Und je länger dieser dauert, desto stärker drängt sich die Frage auf, was das eigentlich soll, vor allem, was (Co-)Regisseur und Ensemble wollen, das es bedeutet. Naheliegendste Antwort: Kruse hat eine Gelegenheit gesucht, seine umfangreiche Plattensammlung auszugraben und eine Inszenierung darum zu bauen. Da ist auch das Bühnenbild von Volker Hintermeier kein Zufall, der eine Wand stilisierter Lautstärkerboxen aufgebaut hat. Dazu kommen de üblichen Requisiten wie Truhen, Bücher oder Totenschädel, einige von denen mit Strass besetzt. "Ironie!" schreit das so laut und schrill, dass man sich so manches Mal die Ohren zuhalten will.
Eine Geschichte irgendeiner Art wird hier nicht erzählt, dafür sind die Figuren viel zu plakativ und platt angelegt, dafür werden sie zu sehr der Lächerlichkeit preisgegeben. Stattdessen verkommt das Ganze schnell zur Nummernrevue, bei der sich vermeintlich passende Rock- und Schlagernummern mit platten Scherzen abwechseln und auch Harders im Ansatz durch aus interessanter und an Don Juan erinnernder Jedermann bald nicht mehr interessiert. Statt die rezeptionsgeschichte zu entlarven, wirft Kruse gleich das ganze Stück zum Fraß vor, samt seiner zweifellos nicht wirklich modernen Moralität.

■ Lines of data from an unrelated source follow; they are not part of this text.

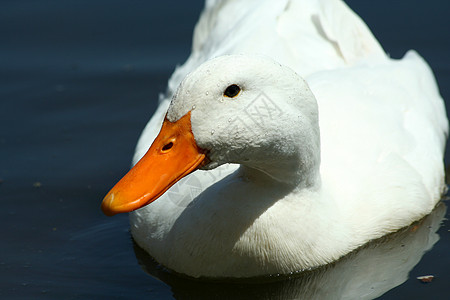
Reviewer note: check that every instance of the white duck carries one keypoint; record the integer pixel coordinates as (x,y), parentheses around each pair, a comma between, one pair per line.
(319,168)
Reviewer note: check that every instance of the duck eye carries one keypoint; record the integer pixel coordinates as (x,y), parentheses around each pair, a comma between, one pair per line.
(232,91)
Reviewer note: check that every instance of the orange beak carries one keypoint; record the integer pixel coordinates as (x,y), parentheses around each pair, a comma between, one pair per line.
(173,155)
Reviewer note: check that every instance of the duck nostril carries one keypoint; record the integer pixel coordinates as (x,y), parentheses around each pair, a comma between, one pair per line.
(167,146)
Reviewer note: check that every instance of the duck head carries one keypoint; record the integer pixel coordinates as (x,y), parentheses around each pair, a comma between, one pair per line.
(232,109)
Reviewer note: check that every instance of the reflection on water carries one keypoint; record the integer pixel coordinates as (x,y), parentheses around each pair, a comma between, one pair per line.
(364,274)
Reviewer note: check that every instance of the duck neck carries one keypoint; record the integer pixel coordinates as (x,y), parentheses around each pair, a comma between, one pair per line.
(295,171)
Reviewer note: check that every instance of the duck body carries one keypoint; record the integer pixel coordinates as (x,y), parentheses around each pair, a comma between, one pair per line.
(299,172)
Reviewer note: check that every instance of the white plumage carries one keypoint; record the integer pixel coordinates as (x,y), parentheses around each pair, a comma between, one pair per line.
(382,127)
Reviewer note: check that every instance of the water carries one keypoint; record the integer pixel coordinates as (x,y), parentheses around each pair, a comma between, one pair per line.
(78,82)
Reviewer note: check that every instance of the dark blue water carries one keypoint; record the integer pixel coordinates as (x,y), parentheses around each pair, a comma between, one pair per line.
(78,82)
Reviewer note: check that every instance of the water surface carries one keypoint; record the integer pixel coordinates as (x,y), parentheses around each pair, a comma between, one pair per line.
(78,82)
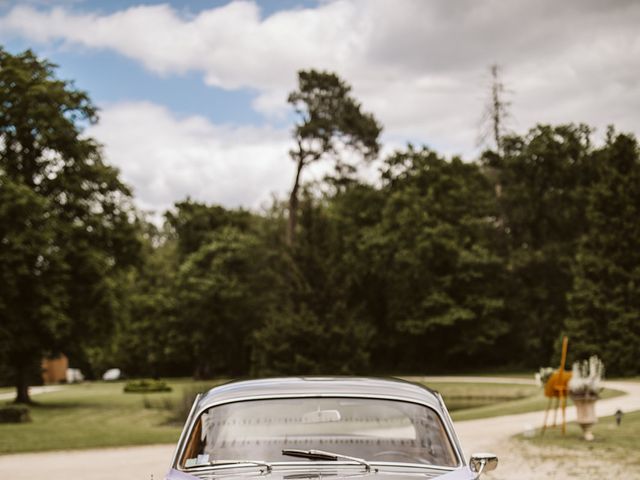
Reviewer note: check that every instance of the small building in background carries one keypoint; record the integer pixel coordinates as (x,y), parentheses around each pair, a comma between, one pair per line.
(54,370)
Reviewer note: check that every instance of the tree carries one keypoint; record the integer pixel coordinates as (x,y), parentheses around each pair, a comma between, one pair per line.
(66,222)
(544,176)
(605,298)
(435,248)
(330,121)
(225,291)
(496,111)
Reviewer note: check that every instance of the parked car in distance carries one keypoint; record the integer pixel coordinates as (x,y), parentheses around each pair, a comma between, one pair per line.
(302,428)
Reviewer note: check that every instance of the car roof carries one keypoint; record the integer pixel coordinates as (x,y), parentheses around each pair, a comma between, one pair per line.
(320,386)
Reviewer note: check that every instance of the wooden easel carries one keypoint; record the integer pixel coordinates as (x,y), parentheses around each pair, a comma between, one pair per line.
(557,387)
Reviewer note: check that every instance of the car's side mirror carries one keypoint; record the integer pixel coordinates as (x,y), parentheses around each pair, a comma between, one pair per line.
(483,462)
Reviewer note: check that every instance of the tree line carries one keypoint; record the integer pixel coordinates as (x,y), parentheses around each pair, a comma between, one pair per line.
(439,264)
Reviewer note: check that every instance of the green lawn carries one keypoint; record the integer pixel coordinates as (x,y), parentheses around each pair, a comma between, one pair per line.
(99,414)
(611,442)
(96,415)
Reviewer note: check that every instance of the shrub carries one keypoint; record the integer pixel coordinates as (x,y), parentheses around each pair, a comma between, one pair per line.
(14,414)
(146,386)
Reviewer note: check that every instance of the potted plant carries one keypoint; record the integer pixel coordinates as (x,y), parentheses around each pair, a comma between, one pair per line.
(584,389)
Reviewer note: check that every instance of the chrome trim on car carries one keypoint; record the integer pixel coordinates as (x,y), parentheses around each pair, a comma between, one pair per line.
(183,435)
(450,429)
(447,424)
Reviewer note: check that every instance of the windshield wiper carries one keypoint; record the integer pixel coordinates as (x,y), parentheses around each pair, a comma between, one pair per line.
(218,463)
(322,455)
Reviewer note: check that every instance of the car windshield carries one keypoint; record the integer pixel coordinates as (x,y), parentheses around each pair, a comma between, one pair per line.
(372,429)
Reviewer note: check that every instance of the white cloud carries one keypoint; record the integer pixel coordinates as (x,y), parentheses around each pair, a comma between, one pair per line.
(167,159)
(420,66)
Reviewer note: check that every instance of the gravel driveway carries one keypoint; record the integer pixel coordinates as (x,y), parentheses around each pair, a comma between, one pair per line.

Leider setzt er aber nichts an seine Stelle, keinen Alternativentwurf, nur Leere. Vielleicht ist Moralität altmodisch, vielleicht lohnt es sich nicht, über den Zustand der Welt und die eigene Rolle darin nachzudenken - vielleicht ist das die Botschaft des Abends. Und dann stellt sich Harder kurz vor Ende hin und schwadroniert über aktuelle gesellschaftliche und politische Themen und reißt der Inszenierung den letzten möglicherweise rettenden Strohhalm aus der Hand. Und so stellt Kruse letztlich nichts anderes auf die Bühne als die oft geschmähten Jedermann-Handwerker in Salzburg oder Berlin: eine nette, streckenweise unterhaltsame und immer bunte Show, deren Aussagekraft den Nullpunkt zumindest erreicht. Da kann es den Zuschauer schon frösteln.